Yazılan maddelerin tamamı doğru, hatta ve hatta eksiği var olan ve fazlası olmayan bir çalışmadır… İlave edilecek maddelerle ve takibi de yapıldığı takdirde bu şehir öyle bir atağa kalkacaktır ki tutabilene aşk olsun.
Mümkün mü?
Mümkün…
Öncelikle bu şehrin bütün erklerinin; muhalefet dâhil olmak üzere bütün siyasilerinin, bürokratlarının, STK larının, Üniversitelerinin, İcracı Esnaf Odalarının (Tek başına yönetim kurulu başkanı değil, faal durumda olan ve bir şeyler icra eden Odaların tamamı olacak şekilde) İcracı derneklerinin, icracı olan ne kadar kurum ve kuruluşu var ise ortak bir çatı altında, bu şehrin ortak menfaatleri doğrultusunda, şehir dışında olan faal ve icra yönünden kuvvetli olan bütün oluşumları da içinde kapsayacak ve başında da bu şehrin “abi” si rolünü üstlenecek bir isimle
“DADAŞLAR GRUBU” yani
“LOBİ” si kurulacak ve bu sıkıntılar o masada değerlendirilerek ele alınacaktır.
Mümkün mü?
Değil.
Acı ama gerçek olan bu…
Mümkün değil.
Türkiye'mizin ve hatta içerisinde bulunduğumuz dünyamızın birçok yerinde sayısı milyonları geçen Erzurum’lu olan insanımız var. Bu şehrin kültürüyle, bu şehrin tarihiyle ve bu şehrin iklimiyle hayal kurup, özlemin çeken insanımız var. Aksini söyleyenlerle zaten işimiz yok bizim.
O zaman ne yapmamız lazım?
Öncelikle bu kadar insanın hayalleriyle oynanmasına asla ve kat’a izin vermememiz lazım.
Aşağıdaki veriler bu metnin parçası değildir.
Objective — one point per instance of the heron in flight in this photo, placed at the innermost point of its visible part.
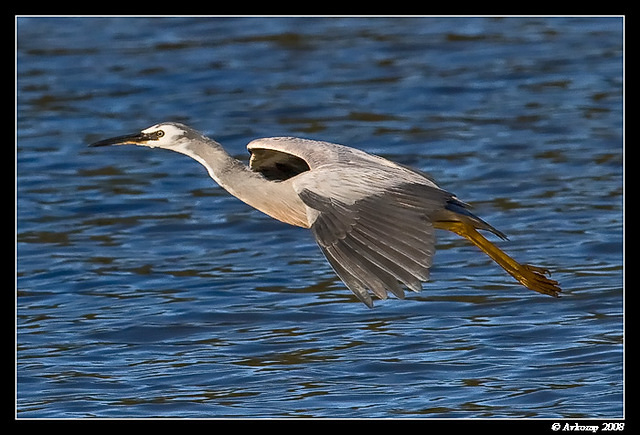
(373, 219)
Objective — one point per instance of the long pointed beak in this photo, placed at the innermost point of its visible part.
(131, 139)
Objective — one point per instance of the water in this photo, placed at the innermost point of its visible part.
(144, 290)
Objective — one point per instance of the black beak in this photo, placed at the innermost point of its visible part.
(132, 139)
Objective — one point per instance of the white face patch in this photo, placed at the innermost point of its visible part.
(170, 138)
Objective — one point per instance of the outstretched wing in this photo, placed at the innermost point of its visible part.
(373, 225)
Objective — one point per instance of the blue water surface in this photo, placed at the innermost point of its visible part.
(145, 290)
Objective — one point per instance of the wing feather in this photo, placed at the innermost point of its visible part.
(377, 233)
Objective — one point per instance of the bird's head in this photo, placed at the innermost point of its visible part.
(168, 135)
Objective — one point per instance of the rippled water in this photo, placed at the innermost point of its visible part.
(144, 290)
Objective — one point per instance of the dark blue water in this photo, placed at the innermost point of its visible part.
(144, 290)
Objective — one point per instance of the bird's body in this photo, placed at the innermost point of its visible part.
(373, 219)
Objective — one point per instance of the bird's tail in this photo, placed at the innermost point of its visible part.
(532, 277)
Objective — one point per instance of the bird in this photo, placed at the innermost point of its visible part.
(373, 219)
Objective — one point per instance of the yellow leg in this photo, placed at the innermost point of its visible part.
(531, 277)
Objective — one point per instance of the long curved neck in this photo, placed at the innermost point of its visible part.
(276, 199)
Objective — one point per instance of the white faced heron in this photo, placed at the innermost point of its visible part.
(373, 219)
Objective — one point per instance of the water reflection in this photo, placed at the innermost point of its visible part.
(144, 290)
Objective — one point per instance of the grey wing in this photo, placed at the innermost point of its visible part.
(378, 242)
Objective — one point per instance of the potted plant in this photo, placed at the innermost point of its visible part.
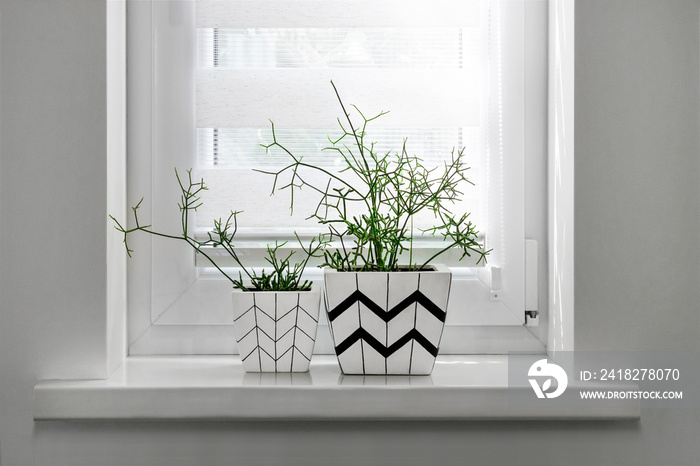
(386, 311)
(275, 313)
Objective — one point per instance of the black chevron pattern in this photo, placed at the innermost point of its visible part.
(364, 335)
(413, 298)
(369, 339)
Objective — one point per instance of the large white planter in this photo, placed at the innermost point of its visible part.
(387, 322)
(276, 330)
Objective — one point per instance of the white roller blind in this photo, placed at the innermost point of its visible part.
(426, 62)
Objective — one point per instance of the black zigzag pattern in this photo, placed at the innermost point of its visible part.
(361, 334)
(413, 298)
(257, 311)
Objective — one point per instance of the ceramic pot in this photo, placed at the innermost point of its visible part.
(276, 330)
(387, 322)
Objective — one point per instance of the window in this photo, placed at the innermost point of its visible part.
(206, 76)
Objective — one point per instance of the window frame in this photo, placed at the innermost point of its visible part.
(147, 336)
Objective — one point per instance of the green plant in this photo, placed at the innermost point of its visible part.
(285, 275)
(391, 189)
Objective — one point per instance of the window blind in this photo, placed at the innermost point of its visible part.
(427, 63)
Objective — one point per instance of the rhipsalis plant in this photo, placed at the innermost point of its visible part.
(285, 275)
(390, 189)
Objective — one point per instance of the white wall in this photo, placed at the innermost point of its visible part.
(637, 263)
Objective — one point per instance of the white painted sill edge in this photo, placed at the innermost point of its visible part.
(467, 387)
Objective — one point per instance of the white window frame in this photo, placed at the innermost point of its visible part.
(148, 336)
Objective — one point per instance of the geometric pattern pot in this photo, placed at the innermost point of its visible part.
(276, 330)
(387, 322)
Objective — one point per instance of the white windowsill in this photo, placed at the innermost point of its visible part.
(217, 388)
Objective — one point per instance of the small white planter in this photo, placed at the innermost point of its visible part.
(276, 330)
(387, 322)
Uçuk hayaller peşinde boşuna koşmak yerine, birçok çalışmanın masada istek olarak sunulması ve tamamının sumen altı edilmesinin yerine, olumlu ve ılımlı yaklaşımlarla birlikte yavaş yavaş ve ana ihtiyaç maddelerinden başlanmak üzere taleplerimizin ilgili yerlere iletilmesi lazım. İş bölümü ve dayanışma lazım, inanç lazım.
Ve en önemlisi de şahsi menfaatlerimizi değil, bu şehrin menfaatlerini dile getirmek lazım.
Bizler hiçbir zaman istemesini bilmedik, bilemedik ve doğrusunu da bu halka bildirmedik.
Attığımız adımlarımız hep şahsi ve kendi çevremizi ilgilendiren adımlar olduğu için de makamda bulunanın işine geldiğinden o yönde hareket sağlanmıştır.
Yani uzun lafın kısası; görünen o ki, Ankara’ya Erzurum için giden içimizden birisi bu şehrin değil, kendi işini hallederek geri dönmüştür.
Değil mi, yanılıyor muyum? Yanlış mı biliyorum?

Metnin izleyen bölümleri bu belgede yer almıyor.